A peek into the future
There is obviously a lot of effort compared to just using GLSL & OpenGL compared to everything you see above. But it is really convenient if you eventually want to do the following:
import ffi, spirv_target
gl = spirv_target.Env()
result = spirv_target.StorageBuffer(
ffi.array(ffi.int),
{set = 0, binding = 0, name = "result"})
compute_main = ():
i = gl.invocation_id.x
result[i] = i
program = spirv_target.compute(compute_main)
To achieve this I have to write a partial evaluator for my language. It's halfway there but I have some critical details still missing.
There is added difficulty because I want to reuse the same partial evaluator for CPU and webassembly.

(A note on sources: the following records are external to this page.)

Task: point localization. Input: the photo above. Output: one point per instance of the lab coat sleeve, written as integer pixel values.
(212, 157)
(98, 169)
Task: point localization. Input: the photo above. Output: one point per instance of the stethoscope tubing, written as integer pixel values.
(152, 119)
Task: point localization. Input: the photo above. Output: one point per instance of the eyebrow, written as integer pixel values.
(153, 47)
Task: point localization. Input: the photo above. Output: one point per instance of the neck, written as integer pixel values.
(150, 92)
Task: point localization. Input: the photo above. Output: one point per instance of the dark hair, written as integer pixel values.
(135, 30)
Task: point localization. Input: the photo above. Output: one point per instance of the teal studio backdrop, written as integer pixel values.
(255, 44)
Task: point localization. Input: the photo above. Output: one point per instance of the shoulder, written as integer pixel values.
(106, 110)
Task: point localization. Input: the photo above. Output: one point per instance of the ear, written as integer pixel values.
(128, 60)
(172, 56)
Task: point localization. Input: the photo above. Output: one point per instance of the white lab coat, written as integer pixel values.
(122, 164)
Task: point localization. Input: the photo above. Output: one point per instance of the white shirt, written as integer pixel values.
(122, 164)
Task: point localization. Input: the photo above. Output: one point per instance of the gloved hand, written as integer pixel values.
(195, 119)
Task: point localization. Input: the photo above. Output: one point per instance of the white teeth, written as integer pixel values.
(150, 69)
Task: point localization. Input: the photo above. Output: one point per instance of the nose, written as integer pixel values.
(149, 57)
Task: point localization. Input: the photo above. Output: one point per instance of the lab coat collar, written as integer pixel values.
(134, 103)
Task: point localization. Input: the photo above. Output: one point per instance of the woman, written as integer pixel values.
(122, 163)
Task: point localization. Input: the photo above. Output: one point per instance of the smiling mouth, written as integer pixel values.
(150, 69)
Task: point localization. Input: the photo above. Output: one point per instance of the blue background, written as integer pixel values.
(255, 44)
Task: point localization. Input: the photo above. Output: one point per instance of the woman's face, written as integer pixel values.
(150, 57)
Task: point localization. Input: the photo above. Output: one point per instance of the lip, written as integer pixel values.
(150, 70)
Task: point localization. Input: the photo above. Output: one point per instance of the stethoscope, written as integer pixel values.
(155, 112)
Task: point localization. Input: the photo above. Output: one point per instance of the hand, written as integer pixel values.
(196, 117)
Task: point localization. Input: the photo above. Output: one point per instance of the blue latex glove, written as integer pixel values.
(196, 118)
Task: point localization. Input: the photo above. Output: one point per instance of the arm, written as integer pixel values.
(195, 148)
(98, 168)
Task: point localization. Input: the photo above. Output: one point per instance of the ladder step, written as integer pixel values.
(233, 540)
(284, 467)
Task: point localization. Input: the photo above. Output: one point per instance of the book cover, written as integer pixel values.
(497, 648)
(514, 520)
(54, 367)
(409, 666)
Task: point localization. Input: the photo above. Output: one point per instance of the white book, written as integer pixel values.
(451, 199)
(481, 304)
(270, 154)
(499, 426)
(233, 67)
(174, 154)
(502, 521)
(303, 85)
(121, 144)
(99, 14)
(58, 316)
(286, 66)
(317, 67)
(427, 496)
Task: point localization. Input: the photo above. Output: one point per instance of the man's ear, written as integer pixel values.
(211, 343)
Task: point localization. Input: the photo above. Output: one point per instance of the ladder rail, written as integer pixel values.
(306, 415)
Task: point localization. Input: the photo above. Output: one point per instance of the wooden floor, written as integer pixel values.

Ramifications of this tool can be dramatic. If it is easy to write GPU code, you will obviously write more of it. Your programs become faster simply because you'll have easier access to all the computing resources on your computer.
It doesn't end up there though, because the translator will obtain a lot of information about what we intended to do in the first place. It can be used to pre-fill some of the records required to establish the shader state, so that we won't need to do it later. We no longer need to define layouts twice so the code will begin to look like this:
gpu = GPU()
shader = program.load(gpu)
dsc0 = shader.DSC0()
dsc0.result = {
buffer = output_data.buffer
offset = 0
range = - 1
}
gpu.update(dsc0)
pipeline_layout = shader.pipeline_layout
Moreover, the possibility to easily transfer code between your GPU, optimized and dynamic codebase allows flexibility that has been never been there before. The program design can be explored much farther than ever before.
It'll be a perfect platform for programming many kinds of demanding applications.